For those who don’t want to or can’t take a break from it – hey, they might be steeped in the middle of it right now or working on a trans scholar’s research team – I’ll suggest two things. First, and most importantly, invest time in reflexivity. And I don’t mean the surface level “I identify as a cisgender white lesbian woman” type of reflexivity, where we get a laundry list of identity labels and nothing else. Rather the deep meaningful type of reflexivity, where cisgender researchers actually think about what being cisgender (and the rest of that laundry list) means to them, what it might mean to how they approach all parts of the research process, and for study participants to be vulnerable and generous with a cisgender person. They can take a look at Johnson’s (2015) article on transfeminist methodology and consider how they might have fallen into some of those pitfalls and what they can do to avoid them in the future. This might be laborious initially – tough! – but only with practice does it becomes habit to conduct trans-affirming research. Second, and very much relatedly cisgender researchers can take guidance from trans scholars. They can read our work, including some of our writing on trans epistemologies and methodologies, attend our presentations and ask us about how we approached various aspects of the studies (not irrelevantly about our own trans identities – yup, it’s happened), and bring us on to consult or even work with on these projects.

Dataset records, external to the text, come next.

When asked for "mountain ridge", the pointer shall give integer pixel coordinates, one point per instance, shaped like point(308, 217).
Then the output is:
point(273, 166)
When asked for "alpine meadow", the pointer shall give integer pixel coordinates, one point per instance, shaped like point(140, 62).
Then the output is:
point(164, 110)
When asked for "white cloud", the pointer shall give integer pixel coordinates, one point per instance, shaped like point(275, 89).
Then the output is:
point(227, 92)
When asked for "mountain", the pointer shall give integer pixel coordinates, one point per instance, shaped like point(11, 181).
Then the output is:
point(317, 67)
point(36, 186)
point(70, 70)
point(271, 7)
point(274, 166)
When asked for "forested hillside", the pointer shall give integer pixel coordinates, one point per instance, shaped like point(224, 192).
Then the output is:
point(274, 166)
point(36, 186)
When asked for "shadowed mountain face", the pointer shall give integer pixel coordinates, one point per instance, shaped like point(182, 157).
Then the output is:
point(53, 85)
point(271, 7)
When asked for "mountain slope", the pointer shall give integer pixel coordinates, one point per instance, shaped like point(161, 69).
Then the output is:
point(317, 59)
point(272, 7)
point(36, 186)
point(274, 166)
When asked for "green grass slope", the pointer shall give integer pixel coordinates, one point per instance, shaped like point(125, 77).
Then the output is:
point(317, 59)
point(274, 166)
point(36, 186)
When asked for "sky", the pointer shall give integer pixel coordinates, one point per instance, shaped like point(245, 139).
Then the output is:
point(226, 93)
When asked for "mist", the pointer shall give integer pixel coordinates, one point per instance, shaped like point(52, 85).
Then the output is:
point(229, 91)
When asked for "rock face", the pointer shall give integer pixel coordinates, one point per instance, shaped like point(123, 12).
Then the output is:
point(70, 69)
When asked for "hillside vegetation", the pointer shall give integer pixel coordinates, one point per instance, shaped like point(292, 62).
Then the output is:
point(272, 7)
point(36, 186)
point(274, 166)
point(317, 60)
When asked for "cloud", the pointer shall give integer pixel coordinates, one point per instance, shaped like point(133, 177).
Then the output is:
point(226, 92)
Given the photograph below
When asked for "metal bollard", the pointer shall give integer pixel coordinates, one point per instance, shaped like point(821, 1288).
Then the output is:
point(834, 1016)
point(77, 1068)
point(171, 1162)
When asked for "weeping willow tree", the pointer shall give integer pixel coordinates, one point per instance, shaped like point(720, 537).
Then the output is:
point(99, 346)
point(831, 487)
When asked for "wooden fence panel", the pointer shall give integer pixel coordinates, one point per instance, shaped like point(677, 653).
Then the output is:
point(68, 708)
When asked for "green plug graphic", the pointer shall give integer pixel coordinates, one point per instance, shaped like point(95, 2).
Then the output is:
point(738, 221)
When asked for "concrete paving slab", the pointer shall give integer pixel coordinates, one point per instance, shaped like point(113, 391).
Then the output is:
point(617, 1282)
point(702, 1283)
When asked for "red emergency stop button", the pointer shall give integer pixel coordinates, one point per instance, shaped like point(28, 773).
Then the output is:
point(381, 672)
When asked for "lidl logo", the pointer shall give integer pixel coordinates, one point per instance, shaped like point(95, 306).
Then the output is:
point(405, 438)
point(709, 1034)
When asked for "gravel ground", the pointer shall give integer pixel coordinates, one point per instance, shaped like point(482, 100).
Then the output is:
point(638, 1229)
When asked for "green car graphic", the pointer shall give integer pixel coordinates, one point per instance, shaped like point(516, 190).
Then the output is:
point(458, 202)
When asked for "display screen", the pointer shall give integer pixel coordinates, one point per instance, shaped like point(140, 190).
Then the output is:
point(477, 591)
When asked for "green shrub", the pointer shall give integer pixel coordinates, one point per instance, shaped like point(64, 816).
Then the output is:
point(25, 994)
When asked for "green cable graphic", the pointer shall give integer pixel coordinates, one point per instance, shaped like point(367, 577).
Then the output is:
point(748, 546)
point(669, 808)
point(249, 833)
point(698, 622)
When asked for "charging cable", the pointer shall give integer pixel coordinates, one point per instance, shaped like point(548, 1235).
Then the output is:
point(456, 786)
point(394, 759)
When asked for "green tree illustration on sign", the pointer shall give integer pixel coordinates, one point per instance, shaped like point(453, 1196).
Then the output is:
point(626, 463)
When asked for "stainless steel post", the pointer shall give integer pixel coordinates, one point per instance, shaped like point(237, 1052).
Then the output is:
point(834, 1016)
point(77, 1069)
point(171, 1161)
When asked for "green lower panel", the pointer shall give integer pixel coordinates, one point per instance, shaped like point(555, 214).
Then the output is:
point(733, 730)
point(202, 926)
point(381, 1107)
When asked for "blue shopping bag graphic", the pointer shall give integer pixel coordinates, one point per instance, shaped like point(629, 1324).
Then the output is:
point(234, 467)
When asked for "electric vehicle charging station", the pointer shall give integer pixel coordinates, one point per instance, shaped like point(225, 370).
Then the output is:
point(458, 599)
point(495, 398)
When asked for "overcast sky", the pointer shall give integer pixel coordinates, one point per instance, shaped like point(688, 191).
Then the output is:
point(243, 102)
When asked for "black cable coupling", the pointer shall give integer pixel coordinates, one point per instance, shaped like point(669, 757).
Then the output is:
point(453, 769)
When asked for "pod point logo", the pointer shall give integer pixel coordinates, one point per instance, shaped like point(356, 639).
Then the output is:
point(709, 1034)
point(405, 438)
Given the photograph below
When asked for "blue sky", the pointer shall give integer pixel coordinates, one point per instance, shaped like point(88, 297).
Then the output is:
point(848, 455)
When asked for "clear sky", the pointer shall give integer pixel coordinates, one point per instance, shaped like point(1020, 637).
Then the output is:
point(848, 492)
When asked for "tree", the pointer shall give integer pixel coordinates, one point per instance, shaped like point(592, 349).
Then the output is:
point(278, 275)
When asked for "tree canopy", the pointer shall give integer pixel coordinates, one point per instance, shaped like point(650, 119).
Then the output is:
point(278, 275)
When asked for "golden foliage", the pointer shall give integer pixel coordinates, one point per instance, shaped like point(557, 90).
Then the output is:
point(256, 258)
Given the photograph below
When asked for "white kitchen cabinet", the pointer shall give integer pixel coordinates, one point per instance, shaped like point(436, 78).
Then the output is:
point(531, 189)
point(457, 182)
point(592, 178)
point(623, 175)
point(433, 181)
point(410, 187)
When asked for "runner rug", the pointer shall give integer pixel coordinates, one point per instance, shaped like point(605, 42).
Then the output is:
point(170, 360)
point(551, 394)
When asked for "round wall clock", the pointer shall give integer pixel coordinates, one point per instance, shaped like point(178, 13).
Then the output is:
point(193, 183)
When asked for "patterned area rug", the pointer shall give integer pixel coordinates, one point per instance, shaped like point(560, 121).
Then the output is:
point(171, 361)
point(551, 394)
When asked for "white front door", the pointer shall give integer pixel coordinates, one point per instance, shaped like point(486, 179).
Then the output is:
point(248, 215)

Luckily, some of what I have described above is finally beginning to shift, albeit slowly and incrementally. That shift is predominantly due to some of us trans student affairs practitioners deciding to move into the scholar/researcher camp, whether entirely leaving the practitioner camp or straddling them both to varying amounts (because we’re trans after all, and we don’t do binaries!). People like Z Nicolazzo, D-L Stewart, S Simmons, Erich Pitcher, finn schneider, Melvin Antoine Whitehead, Kari Dockendorff, and thankfully many others. It brings me hope and empowers me to know that there is a cohort of us writing ourselves, our selves as students, our selves as staff and faculty, into our scholarship. I’m emboldened by this, not only for perhaps that obvious reason, but also because that is a group of people I can rely on to pull me out of cissexist analytical pitfalls in my own work. As I grow older and more distant from students and their daily lives, as I grow more into myself as a fairly genderconforming able-bodied light-skinned transman of color, I need this cohort even if only as a reminder to stay intentional and connected to a vast network of trans communities. After all, it’s not just our selves that we are writing into existence, but also the selves, outlooks, challenges, and contributions of more and more trans and gender nonconforming people. And within this neoliberal-white-supremacist-colonial-ableist-patriarchal-heterosexist-monosexist-cissexist culture that is higher education, that is a tremendous privilege AND responsibility. Our existence is resistance, and our scholarship ought to reflect that.